A criminal case involves the State of Maryland’s pursuit of a violation of a law for which there is a penalty and for which there is meant to be protection of the public, property or a person or persons. Although a person or business may apply for criminal prosecution the case involves the State of Maryland as the moving party; and is under the control of the Office of the State’s Attorney or the Attorney General’s Office. There are numerous ways that criminal charges can be filed, including applications by law enforcement or citizens/businesses, or by indictment by a Grand Jury.
Once a case is filed, it will be heard in either the District Court of the Circuit Court; depending on the specific charge, the exercise of a right to a jury and/or the potential period of incarceration. The judicial levels are District Court, Circuit Court, Court of Special Appeals and Court of Appeals. The first two involve evidence and testimony to reach a finding of facts, as well as the application of the law, while the second two review only the legal (and procedural) issues that were addressed below.
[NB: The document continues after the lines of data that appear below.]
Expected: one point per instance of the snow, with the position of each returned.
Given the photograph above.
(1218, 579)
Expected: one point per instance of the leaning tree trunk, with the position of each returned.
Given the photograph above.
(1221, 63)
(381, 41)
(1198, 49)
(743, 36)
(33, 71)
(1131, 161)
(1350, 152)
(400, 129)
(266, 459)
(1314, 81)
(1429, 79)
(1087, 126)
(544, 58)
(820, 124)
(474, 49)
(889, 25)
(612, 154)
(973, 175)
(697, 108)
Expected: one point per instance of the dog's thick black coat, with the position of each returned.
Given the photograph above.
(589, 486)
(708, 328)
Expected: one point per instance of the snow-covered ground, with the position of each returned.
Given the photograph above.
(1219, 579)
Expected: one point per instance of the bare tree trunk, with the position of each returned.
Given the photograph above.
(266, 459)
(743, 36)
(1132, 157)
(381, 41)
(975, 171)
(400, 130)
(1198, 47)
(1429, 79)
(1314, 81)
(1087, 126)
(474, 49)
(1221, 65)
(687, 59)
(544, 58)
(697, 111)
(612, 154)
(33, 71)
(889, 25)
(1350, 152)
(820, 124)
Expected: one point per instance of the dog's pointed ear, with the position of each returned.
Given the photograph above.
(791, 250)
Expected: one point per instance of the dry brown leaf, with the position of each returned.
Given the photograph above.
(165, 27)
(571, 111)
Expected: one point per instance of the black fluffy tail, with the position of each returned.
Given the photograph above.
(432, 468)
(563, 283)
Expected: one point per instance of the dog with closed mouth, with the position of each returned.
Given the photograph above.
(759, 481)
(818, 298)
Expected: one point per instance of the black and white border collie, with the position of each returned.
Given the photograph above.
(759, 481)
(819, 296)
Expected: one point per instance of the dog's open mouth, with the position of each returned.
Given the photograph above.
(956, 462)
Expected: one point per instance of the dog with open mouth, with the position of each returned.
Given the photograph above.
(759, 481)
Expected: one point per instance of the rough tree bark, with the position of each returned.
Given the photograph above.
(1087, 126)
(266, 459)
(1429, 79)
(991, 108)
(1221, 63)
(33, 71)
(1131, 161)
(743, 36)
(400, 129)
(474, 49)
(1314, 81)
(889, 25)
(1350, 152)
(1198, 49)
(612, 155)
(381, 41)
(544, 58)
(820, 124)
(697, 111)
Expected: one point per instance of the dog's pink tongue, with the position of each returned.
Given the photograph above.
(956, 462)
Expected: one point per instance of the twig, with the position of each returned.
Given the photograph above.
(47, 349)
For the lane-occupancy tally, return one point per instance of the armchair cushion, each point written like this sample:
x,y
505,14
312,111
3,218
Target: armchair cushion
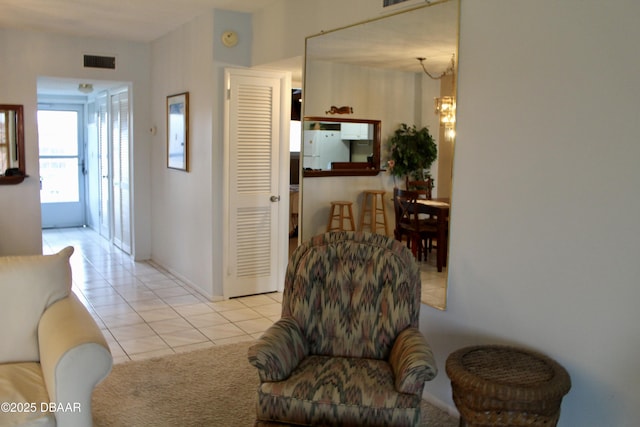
x,y
28,285
347,350
412,361
323,389
278,351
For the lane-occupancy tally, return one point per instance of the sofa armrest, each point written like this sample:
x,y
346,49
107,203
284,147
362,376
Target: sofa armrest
x,y
74,357
279,350
412,361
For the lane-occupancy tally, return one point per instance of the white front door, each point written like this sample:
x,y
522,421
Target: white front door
x,y
256,218
62,165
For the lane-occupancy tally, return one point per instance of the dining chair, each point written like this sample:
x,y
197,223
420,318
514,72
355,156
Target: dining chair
x,y
410,223
426,185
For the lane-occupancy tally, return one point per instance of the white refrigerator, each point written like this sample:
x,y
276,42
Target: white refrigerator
x,y
321,147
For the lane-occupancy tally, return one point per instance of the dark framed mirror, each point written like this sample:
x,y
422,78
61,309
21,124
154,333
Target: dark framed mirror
x,y
12,164
340,147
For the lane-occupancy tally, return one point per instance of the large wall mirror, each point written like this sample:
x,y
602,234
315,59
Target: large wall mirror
x,y
12,167
370,71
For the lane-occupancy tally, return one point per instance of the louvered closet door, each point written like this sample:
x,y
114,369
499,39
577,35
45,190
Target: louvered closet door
x,y
121,182
253,147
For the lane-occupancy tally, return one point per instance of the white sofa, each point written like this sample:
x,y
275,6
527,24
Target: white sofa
x,y
52,353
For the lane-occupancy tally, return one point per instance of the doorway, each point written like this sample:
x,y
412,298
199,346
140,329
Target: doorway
x,y
85,157
62,165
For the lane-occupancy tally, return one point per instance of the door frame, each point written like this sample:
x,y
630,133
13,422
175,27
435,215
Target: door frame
x,y
283,175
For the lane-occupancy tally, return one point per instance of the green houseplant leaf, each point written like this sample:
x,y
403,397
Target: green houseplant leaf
x,y
411,152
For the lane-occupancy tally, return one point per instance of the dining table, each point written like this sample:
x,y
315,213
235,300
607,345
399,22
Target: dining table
x,y
438,208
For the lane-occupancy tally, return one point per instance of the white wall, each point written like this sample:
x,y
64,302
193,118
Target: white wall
x,y
26,55
545,237
187,206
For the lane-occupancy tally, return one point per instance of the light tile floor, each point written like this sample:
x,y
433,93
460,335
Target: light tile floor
x,y
144,311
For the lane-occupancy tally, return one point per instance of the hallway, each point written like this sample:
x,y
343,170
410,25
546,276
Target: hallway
x,y
144,311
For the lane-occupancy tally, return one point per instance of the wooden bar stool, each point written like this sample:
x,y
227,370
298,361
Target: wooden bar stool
x,y
341,211
374,210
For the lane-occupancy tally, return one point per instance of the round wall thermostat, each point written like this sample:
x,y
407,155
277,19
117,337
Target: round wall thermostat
x,y
229,38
Traffic citations may not involve jailable penalties, but they still involve violations of Maryland law and are pursued by the State of Maryland.
You have a constitutional right to defend yourself against any claims made by the State that you violated the law; and the State has to prove beyond a reasonable doubt that you are guilty. You have the right to challenge the State’s evidence and witnesses, present your own evidence or witnesses, and can elect to testify or not testify as part of your case. Your election not to testify cannot be considered as an admission of your guilt. Depending on the potential penalty, you can have the case heard by a Judge (in District or Circuit Court) or by a Jury (Circuit Court). There must be a finding of one’s guilt before any penalty can be imposed, and unless there is a mandatory sentence involved, a Judge has discretion in the proper disposition for the charge. There are post-conviction rights which can involve modification of sentence and/or probation, a new trial, or appeal.
A criminal case can have other consequences. For traffic offenses, the Motor Vehicle Administration may have administrative penalties that apply, and certain criminal charges may impact a person’s employment due to licensing, security clearance or policy considerations. There can also be consequences for things related to the ability to be a school volunteer or participate in field trips or even family law matters related to access to children.
You should consult an attorney immediately after receiving a criminal charge or a traffic citation so that you fully understand your rights, the specific proceedings and the entire scope of the case and the potential consequences. A criminal case of any type should not be taken lightly and having legal advice allows you to make informed decisions and consider how best to defend yourself.